Bijou Theatre 217 Bourke Street, Melbourne, VIC

Ralph Marsden writes - On 6 March 1909 the Bijou reopened under the lesseeship of the World’s Pictures Company, and thus became the first ‘legitimate’ theatre in Melbourne to screen all-film programs on a semi-permanent basis.

The opening program, of 18 short comedies, dramas and travelogues, proved immediately popular. Table Talk of 25 March asserted: ‘The World’s Pictures have put new life into the Bijou Theatre, and it is of general opinion that the cosy auditorium begets extra attractiveness in viewing pictures’.

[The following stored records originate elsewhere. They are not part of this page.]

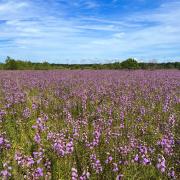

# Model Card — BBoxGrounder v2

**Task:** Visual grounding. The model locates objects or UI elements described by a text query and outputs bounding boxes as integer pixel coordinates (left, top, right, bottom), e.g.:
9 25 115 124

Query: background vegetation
0 57 180 70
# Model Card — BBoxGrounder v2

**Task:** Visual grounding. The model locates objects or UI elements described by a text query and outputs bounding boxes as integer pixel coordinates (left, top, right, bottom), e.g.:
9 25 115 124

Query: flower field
0 70 180 180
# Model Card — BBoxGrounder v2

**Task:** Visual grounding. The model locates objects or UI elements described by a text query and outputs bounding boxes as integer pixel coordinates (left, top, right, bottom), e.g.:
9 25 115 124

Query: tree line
0 57 180 70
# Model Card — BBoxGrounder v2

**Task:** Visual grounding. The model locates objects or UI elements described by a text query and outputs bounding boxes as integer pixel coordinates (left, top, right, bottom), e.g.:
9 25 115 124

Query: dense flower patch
0 70 180 180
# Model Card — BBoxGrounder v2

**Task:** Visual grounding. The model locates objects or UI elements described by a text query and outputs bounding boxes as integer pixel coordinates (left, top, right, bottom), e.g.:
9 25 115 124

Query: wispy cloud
0 0 180 63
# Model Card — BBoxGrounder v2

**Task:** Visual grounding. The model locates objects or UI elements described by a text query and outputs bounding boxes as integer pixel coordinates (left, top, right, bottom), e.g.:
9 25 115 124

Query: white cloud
0 0 180 62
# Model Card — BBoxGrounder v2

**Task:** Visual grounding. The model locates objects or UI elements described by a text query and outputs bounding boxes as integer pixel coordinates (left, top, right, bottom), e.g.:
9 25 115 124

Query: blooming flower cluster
0 70 180 180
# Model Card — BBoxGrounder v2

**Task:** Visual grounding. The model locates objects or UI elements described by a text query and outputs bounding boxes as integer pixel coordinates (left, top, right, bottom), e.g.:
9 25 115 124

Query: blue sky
0 0 180 63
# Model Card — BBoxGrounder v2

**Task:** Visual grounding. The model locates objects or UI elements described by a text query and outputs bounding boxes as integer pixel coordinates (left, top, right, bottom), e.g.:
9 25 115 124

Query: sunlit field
0 70 180 180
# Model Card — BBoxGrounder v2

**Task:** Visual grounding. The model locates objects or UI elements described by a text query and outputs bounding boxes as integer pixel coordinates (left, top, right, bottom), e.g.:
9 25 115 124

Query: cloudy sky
0 0 180 63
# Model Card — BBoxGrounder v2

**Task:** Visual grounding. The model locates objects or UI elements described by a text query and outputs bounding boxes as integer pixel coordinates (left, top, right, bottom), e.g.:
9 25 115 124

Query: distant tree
121 58 139 69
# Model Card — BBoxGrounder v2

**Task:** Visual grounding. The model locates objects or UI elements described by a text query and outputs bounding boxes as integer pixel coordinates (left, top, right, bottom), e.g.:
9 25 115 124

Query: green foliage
0 57 180 70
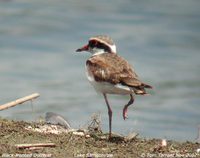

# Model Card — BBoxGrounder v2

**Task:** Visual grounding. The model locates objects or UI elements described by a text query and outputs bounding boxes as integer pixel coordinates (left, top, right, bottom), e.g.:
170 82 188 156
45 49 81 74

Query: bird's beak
76 44 89 52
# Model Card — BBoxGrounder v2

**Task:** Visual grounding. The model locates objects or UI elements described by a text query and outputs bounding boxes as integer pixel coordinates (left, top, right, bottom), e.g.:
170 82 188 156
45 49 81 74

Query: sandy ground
0 118 200 158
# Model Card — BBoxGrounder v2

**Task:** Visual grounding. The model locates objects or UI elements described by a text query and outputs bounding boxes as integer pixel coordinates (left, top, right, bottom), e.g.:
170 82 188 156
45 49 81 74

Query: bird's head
76 35 116 55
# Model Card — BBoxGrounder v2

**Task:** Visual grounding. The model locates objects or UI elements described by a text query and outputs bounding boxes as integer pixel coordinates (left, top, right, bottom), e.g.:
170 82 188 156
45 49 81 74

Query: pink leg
123 94 134 120
103 93 112 139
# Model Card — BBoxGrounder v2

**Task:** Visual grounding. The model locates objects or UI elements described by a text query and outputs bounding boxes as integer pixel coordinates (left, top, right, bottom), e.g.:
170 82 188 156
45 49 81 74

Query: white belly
86 67 134 95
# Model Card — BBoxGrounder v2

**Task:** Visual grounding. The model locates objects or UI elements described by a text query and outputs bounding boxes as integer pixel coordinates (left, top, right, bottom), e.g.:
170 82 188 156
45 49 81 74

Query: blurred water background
0 0 200 141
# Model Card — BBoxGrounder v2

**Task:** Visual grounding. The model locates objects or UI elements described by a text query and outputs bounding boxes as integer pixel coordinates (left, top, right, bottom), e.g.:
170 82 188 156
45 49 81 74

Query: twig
0 93 40 111
15 143 56 149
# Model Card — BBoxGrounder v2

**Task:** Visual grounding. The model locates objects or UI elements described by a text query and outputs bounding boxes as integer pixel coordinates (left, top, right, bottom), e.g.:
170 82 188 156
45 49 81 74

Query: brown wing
87 53 151 93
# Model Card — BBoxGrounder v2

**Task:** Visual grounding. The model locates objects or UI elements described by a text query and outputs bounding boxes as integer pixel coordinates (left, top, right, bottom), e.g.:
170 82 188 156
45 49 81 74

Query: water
0 0 200 141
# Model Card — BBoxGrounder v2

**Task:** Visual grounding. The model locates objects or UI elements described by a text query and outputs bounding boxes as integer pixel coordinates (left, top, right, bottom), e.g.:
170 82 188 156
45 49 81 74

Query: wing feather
86 53 152 93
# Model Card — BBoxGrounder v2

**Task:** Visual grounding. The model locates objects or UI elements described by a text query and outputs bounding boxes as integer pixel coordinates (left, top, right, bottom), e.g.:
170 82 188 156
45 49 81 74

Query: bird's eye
89 40 98 47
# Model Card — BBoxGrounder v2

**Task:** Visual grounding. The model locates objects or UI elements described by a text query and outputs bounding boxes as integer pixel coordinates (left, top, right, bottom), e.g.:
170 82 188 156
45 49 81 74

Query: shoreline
0 118 200 158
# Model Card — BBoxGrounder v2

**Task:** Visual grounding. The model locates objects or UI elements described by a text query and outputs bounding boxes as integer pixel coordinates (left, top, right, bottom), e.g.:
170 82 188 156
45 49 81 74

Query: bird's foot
123 107 128 120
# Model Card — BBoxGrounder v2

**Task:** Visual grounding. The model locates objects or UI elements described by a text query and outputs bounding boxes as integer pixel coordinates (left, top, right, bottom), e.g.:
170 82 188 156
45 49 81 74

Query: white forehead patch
109 44 117 53
89 37 117 53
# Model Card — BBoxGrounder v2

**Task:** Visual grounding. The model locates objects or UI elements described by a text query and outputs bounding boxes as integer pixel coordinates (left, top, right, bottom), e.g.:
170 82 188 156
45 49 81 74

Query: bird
76 35 152 138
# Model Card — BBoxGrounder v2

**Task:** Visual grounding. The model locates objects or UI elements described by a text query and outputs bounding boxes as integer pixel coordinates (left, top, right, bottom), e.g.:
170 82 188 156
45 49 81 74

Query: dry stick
15 143 56 149
0 93 40 111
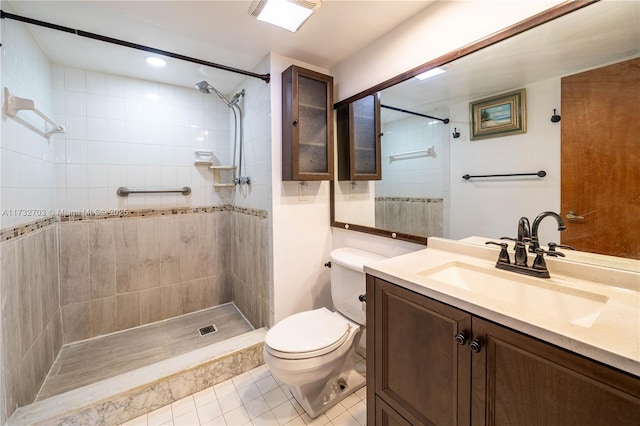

On 5 June came ‘The Cinephone’, an early device which synchronised the gramophone with films to produce ‘a picture instinct? with life, reproducing the voice, the song, the laugh of the actor or vocalist’, an effect ‘wonderfully realistic’ according to Table Talk.

Films were suspended for eight weeks from 10 July 1909 for the Melbourne debut of Irish-American actor-singer Allen Doone, in a couple of his popular musical plays. Another hiatus came on 27 December for a three week season by Gregan McMahon’s company. Films ran almost continuously after this, however, from early 1910 up to mid-August 1912.

On 17 August came a month long season by William Cosgrove’s Dramatic Company, after which films resumed but were broken for a three-week stint by a minstrel troupe. By February 1913, World’s Pictures were restricted to Saturday screenings only and after 8 March had disappeared - apparently squeezed out by the proliferation of competing shows with bigger and better pictures.

After undergoing some unspecified ‘alterations and improvements’, the Bijou sprang back to full-blooded theatrical life on 15 March 1913,with the arrival of American vaudevillian Bert Le Blanc in The Grafters, ‘a two act musical burlesque by a company of forty American artists’. A month after the close of this twelve-week season the Bijou’s lease was taken up by the burgeoning Brennan-Fuller vaudeville circuit.

Their first presentation, on 5 July 1913, was a four-week season of musical comedies starring Carrie Moore. A season by a company from Sydney’s Little Theatre followed this on 16 August, but the Age critic was moved to record: ‘The Bijou does not at present form a particularly cheerful house for the production of a smart new comedy. Time has dulled the decorations and dust has set its mark upon the furnishings’.